H.F. Liu, F. Zhou *, M. Yang, X.X. Li and Z.-S. Wu *

Energy Storage Science and Technology, 2026, accepted.

Electrochemical energy storage devices face numerous critical challenges in their widespread applications, particularly under low-temperature conditions, where issues such as electrochemical performance degradation and even device failure frequently occur. Compared with lithium-ion batteries, which store energy via Faradaic reactions, electric double-layer capacitors (EDLCs) exhibit unique potential for addressing low-temperature electrochemical energy storage challenges due to their physical adsorption-desorption mechanism. However, they still encounter numerous obstacles in practical applications. Under low-temperature conditions, the ionic conductivity of the electrolyte decreases and the electrolyte may even solidify, while ion diffusion within electrode materials becomes restricted, severely limiting the electrochemical performance of EDLCs. Therefore, designing electrolytes with excellent low-temperature performance, featuring both high ionic conductivity and an ultra-low freezing point, along with developing matching electrode materials, has become critical for advancing low-temperature EDLCs.

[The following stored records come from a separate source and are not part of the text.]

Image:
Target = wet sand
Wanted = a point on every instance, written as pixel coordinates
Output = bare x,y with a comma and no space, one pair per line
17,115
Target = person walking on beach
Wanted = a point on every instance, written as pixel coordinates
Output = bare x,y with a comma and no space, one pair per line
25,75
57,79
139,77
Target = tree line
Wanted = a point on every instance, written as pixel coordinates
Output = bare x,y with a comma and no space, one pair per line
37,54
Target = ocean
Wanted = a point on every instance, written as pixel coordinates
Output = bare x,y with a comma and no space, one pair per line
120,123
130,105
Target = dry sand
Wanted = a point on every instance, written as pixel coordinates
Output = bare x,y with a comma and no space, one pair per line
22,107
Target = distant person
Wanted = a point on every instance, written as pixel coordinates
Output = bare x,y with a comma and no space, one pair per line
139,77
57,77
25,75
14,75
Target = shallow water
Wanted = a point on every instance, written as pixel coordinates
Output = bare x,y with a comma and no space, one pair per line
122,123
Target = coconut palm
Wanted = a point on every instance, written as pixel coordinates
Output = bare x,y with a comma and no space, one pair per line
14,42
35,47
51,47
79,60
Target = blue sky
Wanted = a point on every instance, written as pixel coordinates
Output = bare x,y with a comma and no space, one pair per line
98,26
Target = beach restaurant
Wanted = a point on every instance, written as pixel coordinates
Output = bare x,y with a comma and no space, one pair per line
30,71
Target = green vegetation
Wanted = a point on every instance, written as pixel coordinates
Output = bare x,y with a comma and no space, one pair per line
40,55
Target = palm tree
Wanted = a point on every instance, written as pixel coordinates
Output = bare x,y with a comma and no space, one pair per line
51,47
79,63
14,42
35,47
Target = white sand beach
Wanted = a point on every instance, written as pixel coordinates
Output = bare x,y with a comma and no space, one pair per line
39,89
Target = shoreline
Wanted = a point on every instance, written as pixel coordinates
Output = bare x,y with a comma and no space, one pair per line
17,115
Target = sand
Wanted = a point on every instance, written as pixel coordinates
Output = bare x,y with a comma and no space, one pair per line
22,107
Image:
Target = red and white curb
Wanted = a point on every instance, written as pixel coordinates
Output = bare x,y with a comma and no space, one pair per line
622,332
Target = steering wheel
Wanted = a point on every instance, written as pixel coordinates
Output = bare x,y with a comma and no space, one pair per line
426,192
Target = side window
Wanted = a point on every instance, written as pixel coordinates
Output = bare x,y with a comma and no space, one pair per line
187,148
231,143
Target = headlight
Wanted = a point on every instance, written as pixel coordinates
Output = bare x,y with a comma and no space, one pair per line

This review first elaborates on the fundamental working principles of EDLCs and systematically analyzes the key challenges they face in low-temperature environments. Building on this foundation, it provides a discussion of the advantages and disadvantages of various electrolytes, including aqueous, organic, and ionic liquid electrolytes, as well as the design principles for electrolytes and electrode materials. Subsequently, recent research progress in the design of both electrolytes and electrode materials is reviewed. Finally, future research directions for low-temperature EDLCs are proposed, aiming to provide theoretical guidance and technical references for the development of next-generation high-performance low-temperature EDLCs.